TDM AI-driven Synthetic Generation Installation

K2View’s Test Data Management (TDM) 9.0 equips your QA and development teams with cutting-edge AI-driven synthetic data generation, transforming test data creation from manual rule-based scripts into smart automation:

  • AI-First Data Synthesis: TDM seamlessly integrates with AI models to train on your existing data schema and generate realistic, production-grade synthetic entities—all within the platform.
  • One-Click AI Workflows: Simply select a business entity, choose your training model, specify volume, and launch a “generate new data” task. The system handles model selection, data ingestion into Fabric, and optional direct loading into test environments
  • Robust Implementation Controls: Easily configure AI endpoints using global settings—like AI_DB_INTERFACE, AI_ENVIRONMENT, and AI_EXECUTION—so teams can tailor connectivity, environments, and cleanup protocols
  • Hybrid, Business-Ready Approach: Choose between rule-based or AI-based generation per scenario—ideal for use cases ranging from edge-case testing to large-scale synthetic population
  • Seamless Integration & Compliance: Generated entities come with built-in handling for sequence IDs, LUI mapping, and referential integrity. All data is cataloged in Fabric and masked as needed.

To learn more, review the TDM-AI project implementation guidelines available here.

This TDM AI installation guide outlines the key infrastructure and application setup steps required to integrate K2View TDM 9.0 with AI-powered capabilities, covering everything from GPU-enabled environment provisioning to project configuration, cleanup processes, and performance testing.

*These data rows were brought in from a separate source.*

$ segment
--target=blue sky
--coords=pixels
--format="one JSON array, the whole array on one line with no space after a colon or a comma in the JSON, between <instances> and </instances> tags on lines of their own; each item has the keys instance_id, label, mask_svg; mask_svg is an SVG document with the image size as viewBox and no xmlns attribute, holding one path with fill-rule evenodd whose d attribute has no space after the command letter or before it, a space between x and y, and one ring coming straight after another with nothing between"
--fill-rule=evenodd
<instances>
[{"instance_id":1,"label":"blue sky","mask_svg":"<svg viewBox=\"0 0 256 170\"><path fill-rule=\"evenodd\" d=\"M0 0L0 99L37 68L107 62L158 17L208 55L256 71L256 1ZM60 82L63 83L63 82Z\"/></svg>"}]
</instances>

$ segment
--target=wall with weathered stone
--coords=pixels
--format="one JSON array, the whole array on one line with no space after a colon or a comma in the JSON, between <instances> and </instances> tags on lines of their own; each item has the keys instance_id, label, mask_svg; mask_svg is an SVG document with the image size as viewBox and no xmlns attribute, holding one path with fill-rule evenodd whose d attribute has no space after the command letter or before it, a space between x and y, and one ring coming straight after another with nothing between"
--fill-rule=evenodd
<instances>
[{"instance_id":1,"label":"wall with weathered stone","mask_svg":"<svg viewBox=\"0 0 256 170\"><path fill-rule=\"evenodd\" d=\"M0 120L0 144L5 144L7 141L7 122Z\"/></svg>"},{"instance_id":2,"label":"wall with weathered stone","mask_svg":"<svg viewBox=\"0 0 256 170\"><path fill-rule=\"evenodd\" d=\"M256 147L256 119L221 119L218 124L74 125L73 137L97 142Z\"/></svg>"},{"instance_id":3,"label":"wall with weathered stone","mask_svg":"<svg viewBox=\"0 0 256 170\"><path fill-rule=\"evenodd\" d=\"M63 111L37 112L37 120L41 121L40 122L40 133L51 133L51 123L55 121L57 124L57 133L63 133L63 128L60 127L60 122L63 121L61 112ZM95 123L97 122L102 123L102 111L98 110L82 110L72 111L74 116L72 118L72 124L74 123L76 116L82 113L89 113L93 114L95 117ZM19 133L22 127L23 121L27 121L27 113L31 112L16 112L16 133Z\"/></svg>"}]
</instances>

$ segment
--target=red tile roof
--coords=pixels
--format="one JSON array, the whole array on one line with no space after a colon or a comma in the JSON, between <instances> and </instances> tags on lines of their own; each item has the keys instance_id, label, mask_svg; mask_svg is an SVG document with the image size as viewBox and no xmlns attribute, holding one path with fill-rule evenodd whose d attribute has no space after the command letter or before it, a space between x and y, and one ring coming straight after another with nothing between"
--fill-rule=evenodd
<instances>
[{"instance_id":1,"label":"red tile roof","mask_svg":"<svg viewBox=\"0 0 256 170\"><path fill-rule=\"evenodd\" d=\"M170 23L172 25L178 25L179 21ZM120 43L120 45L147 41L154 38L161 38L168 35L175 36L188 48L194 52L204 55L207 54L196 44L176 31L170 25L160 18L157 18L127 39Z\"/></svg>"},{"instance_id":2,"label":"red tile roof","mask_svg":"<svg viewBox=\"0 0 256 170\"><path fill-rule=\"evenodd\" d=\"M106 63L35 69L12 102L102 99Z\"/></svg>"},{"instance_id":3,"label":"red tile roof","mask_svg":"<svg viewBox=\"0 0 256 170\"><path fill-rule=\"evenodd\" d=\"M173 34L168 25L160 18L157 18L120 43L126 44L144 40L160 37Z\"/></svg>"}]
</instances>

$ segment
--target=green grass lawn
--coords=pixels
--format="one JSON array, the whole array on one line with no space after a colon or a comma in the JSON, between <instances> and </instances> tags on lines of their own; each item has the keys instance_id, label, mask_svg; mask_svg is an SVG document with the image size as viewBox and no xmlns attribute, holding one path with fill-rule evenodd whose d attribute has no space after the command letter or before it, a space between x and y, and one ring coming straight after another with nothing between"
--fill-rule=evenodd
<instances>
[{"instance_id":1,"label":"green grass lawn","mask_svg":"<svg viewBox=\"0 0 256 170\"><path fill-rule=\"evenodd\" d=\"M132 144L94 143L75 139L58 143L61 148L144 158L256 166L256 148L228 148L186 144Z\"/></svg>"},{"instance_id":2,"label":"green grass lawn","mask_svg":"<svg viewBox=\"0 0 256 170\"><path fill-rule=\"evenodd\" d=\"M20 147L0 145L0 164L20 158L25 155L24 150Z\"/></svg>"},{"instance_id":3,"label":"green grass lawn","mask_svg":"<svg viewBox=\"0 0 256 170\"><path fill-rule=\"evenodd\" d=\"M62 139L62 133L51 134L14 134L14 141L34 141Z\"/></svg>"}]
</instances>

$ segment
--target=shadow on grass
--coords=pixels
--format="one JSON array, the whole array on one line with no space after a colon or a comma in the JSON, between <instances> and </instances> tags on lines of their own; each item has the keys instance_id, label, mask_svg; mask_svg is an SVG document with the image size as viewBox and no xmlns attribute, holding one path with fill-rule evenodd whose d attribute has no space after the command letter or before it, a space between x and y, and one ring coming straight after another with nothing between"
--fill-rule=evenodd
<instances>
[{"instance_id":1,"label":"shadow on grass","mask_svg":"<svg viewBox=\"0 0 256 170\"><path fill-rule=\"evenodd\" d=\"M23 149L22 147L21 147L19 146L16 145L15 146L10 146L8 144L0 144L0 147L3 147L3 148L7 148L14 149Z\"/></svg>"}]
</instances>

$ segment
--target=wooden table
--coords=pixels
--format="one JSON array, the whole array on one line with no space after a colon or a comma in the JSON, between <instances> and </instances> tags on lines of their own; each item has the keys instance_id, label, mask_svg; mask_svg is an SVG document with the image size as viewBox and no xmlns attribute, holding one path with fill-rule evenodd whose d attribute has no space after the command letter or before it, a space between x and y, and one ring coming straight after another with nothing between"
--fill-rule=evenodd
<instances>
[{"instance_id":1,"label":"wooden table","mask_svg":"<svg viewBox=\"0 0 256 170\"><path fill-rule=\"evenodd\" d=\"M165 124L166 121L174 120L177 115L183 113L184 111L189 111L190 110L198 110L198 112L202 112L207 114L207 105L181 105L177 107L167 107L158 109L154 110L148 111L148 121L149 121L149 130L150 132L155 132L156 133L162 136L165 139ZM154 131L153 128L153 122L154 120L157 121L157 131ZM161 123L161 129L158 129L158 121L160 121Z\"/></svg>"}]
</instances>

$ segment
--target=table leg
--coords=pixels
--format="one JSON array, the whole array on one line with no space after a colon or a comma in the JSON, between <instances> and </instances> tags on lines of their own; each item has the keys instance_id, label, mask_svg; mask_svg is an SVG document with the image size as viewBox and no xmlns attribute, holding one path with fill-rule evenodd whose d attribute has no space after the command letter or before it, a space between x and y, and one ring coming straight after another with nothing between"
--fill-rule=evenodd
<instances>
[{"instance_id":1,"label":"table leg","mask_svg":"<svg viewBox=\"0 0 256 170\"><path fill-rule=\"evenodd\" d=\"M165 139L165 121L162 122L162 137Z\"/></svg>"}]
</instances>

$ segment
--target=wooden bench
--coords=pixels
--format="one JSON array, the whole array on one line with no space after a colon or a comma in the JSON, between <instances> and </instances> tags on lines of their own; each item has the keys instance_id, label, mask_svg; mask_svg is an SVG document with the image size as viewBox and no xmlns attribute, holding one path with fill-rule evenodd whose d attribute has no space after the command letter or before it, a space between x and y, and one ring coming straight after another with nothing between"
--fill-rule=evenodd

This document describes the infrastructure and the application setup for integrating TDM with AI.

Table of Contents

  1. Prerequisites
  2. GPU-based GKE Creation
  3. TDM Project Configuration
  4. Manual Cleanup Flow
  5. AI Tests - Performance Results

Prerequisites

  • K2view cloud site
  • GCP account
  • GCP project with the necessary permissions for creating:
    • VPC
    • GKE
    • AlloyDB (optional)
    • Training task image in Artifact Registry
    • Generation task image in Artifact Registry
  • GCP quota for
    • At least 1 NVIDIA A100 40GB GPU
    • At least 12 A2 CPUs
  • gcloud installed
  • kubectl installed

GPU-based GKE Creation

VPC

  1. Open GCP console
  2. Go to VPC network section and click on "Create VPC network"
  3. Populate the following:
    • VPC Name
    • Subnet creation mode: Custom
    • Subnet Name
    • Region
    • IPv4 range

Keep the default values for the remaining parameters.

GKE

  1. Open GCP console
  2. Go to Kubernetes Engine -> Clusters
  3. Click "Create"
  4. Click "Configure" in the "Standard: You manage your cluster" option
  5. Populate the following:
  • Cluster basics
    • Name
    • Location type: Zonal
    • Zone (choose a zone from the region that you have created in the VPC section of this document)
  • Default Pool
    • Name
    • Number of nodes: 1
    • Nodes
      • Machine configuration: GPUs
      • GPU type: NVIDIA A100 40GB
      • Number of GPUs: 1
      • GPU Driver installation: Google-managed
      • Select a driver version: Latest
      • Machine type: a2-highgpu-1g (12 vCPU, 6 core, 85 GB memory)
      • Boot disk size: 500
  • Networking
    • Network: Choose the network that you have created in the VPC section of this document
    • Node subnet: Choose the subnet that you created in the VPC section of this document
  1. Following the population of all parameters, click "Create".
  2. Following the creation of the cluster, connect it to your kubectl by clicking on the cluster's name -> Connect -> Command-line access. Copy the content, paste it and run it in your terminal.
  3. Validate the installation.
kubectl config current-context # Check the kubectl is connected to your cluster
kubectl get ns # Check that you can see the namespaces of the cluster

Admin Token

An admin token enables Fabric to interact with the Kubernetes API server using an HTTP/HTTPS interface.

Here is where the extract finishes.